Donors with group B KIR haplotypes improve relapse-free survival after unrelated hematopoietic cell transplantation for acute myelogenous leukemia

Sarah Cooley*, Elizabeth Trachtenberg, Tracy L Bergemann, Koy Saeteurn, John Klein, Chap T Le, Steven G E Marsh, Lisbeth A Guethlein, Peter Parham, Jeffrey S Miller, and Daniel J Weisdorf

University of Minnesota, Minneapolis, MN, United States
Immunogenetics, Children's Hospital and Research Center, Oakland, CA, United States
Biostatistics, Medical College of Wisconsin, Milwaukee, WI, United States
Immunogenetics, Anthony Nolan Research Institute, London, United Kingdom
Immunogenetics, Stanford University, Stanford, CA, United States

* Corresponding author; email: cool0023{at}umn.edu.

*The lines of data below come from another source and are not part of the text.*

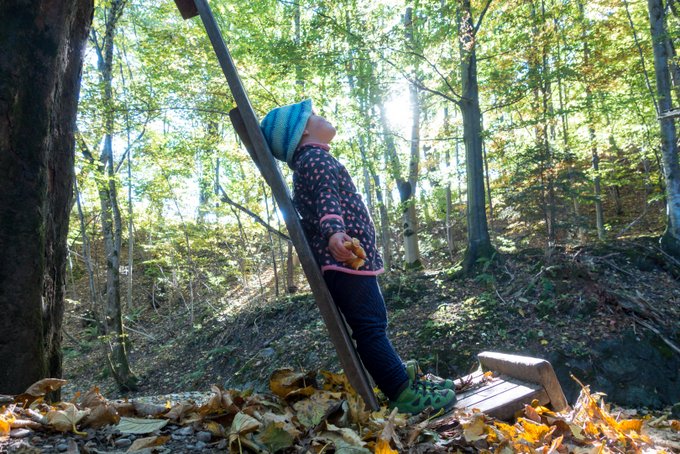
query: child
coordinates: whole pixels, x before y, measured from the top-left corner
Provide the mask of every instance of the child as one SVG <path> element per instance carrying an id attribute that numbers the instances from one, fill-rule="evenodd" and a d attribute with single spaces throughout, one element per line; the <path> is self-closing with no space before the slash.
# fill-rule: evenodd
<path id="1" fill-rule="evenodd" d="M 307 99 L 272 110 L 261 128 L 274 157 L 294 171 L 293 204 L 305 236 L 352 329 L 359 356 L 390 406 L 413 414 L 427 407 L 451 408 L 456 402 L 451 381 L 442 386 L 420 380 L 417 365 L 405 366 L 387 338 L 387 312 L 376 277 L 384 270 L 375 228 L 347 169 L 329 153 L 333 125 L 314 113 Z M 346 247 L 352 238 L 365 250 L 363 263 L 351 262 L 357 259 Z"/>

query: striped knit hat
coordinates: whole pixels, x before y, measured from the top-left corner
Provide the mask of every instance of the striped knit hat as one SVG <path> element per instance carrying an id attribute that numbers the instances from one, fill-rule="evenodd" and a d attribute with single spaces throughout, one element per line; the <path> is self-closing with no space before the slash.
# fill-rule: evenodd
<path id="1" fill-rule="evenodd" d="M 260 127 L 274 157 L 290 165 L 312 114 L 312 100 L 277 107 L 262 119 Z"/>

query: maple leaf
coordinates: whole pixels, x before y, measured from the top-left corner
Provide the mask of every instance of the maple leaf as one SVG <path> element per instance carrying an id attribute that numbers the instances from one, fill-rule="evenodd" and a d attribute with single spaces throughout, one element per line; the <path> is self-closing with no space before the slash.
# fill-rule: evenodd
<path id="1" fill-rule="evenodd" d="M 67 380 L 60 378 L 43 378 L 29 386 L 23 394 L 16 396 L 14 402 L 23 402 L 24 408 L 28 408 L 33 402 L 44 397 L 45 394 L 58 390 L 66 383 L 68 383 Z"/>
<path id="2" fill-rule="evenodd" d="M 83 426 L 98 428 L 109 424 L 115 425 L 120 421 L 116 407 L 101 395 L 96 386 L 81 397 L 80 406 L 91 410 L 83 420 Z"/>

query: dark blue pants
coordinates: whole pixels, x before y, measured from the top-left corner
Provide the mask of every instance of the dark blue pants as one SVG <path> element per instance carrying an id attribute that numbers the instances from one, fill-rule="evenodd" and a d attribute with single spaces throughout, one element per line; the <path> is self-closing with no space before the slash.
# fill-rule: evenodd
<path id="1" fill-rule="evenodd" d="M 387 338 L 387 310 L 378 279 L 341 271 L 326 271 L 324 279 L 335 304 L 352 328 L 352 337 L 366 370 L 389 399 L 396 398 L 408 376 Z"/>

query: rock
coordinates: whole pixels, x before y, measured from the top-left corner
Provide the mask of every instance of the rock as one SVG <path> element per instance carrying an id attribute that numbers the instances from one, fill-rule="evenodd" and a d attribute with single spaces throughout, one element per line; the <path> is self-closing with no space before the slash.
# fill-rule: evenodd
<path id="1" fill-rule="evenodd" d="M 13 429 L 10 430 L 9 436 L 11 438 L 26 438 L 33 433 L 30 429 Z"/>
<path id="2" fill-rule="evenodd" d="M 115 441 L 115 445 L 118 448 L 127 448 L 132 444 L 132 440 L 129 438 L 119 438 L 118 440 Z"/>
<path id="3" fill-rule="evenodd" d="M 680 402 L 671 407 L 671 416 L 673 419 L 680 419 Z"/>
<path id="4" fill-rule="evenodd" d="M 174 433 L 174 434 L 170 435 L 170 438 L 172 438 L 173 440 L 177 440 L 177 441 L 184 441 L 186 436 L 182 435 L 180 433 Z"/>
<path id="5" fill-rule="evenodd" d="M 198 440 L 196 442 L 196 445 L 194 446 L 194 449 L 196 449 L 197 451 L 202 451 L 205 449 L 206 446 L 207 444 L 204 441 Z"/>
<path id="6" fill-rule="evenodd" d="M 177 431 L 178 434 L 188 436 L 194 434 L 194 428 L 191 426 L 182 427 Z"/>
<path id="7" fill-rule="evenodd" d="M 66 452 L 68 451 L 68 445 L 66 443 L 59 443 L 57 445 L 57 451 L 59 452 Z"/>
<path id="8" fill-rule="evenodd" d="M 198 441 L 202 441 L 204 443 L 208 443 L 212 439 L 212 434 L 210 432 L 199 432 L 196 434 L 196 438 Z"/>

Survival for patients with Acute Myeloid Leukemia (AML) is limited by treatment-related mortality (TRM) and relapse after unrelated donor (URD) hematopoietic cell transplantation (HCT). Natural killer (NK) cell alloreactivity, determined by donor killer-cell immunoglobulin-like receptors (KIR) and recipient HLA, correlates with successful HCT for AML. Hypothesizing that donor KIR genotype (A/A: two A KIR haplotypes; B/x: at least one B haplotype) would affect outcomes, we genotyped donors and recipients from 209 HLA-matched and 239 mismatched T-replete URD transplantations for AML. Three year overall survival was significantly higher after transplantation from a KIR B/x donor (31% [95% CI: 26-36] vs. 20% [95% CI: 13-27]; p = 0.007). Multivariate analysis demonstrated a 30% improvement in the relative risk of relapse-free survival with B/x donors compared to A/A donors (RR 0.70 [95% CI 0.55-0.88]; p=.002). B/x donors were associated with a higher incidence of chronic GVHD (RR 1.51 [95% CI 1.01-2.18]; p=.03), but not of acute GVHD, relapse or TRM. This analysis demonstrates that unrelated donors with KIR B haplotypes confer significant survival benefit to patients receiving T-replete HCT for AML. KIR genotyping of prospective donors, in addition to HLA typing, should be performed to identify HLA-matched donors with B KIR haplotypes.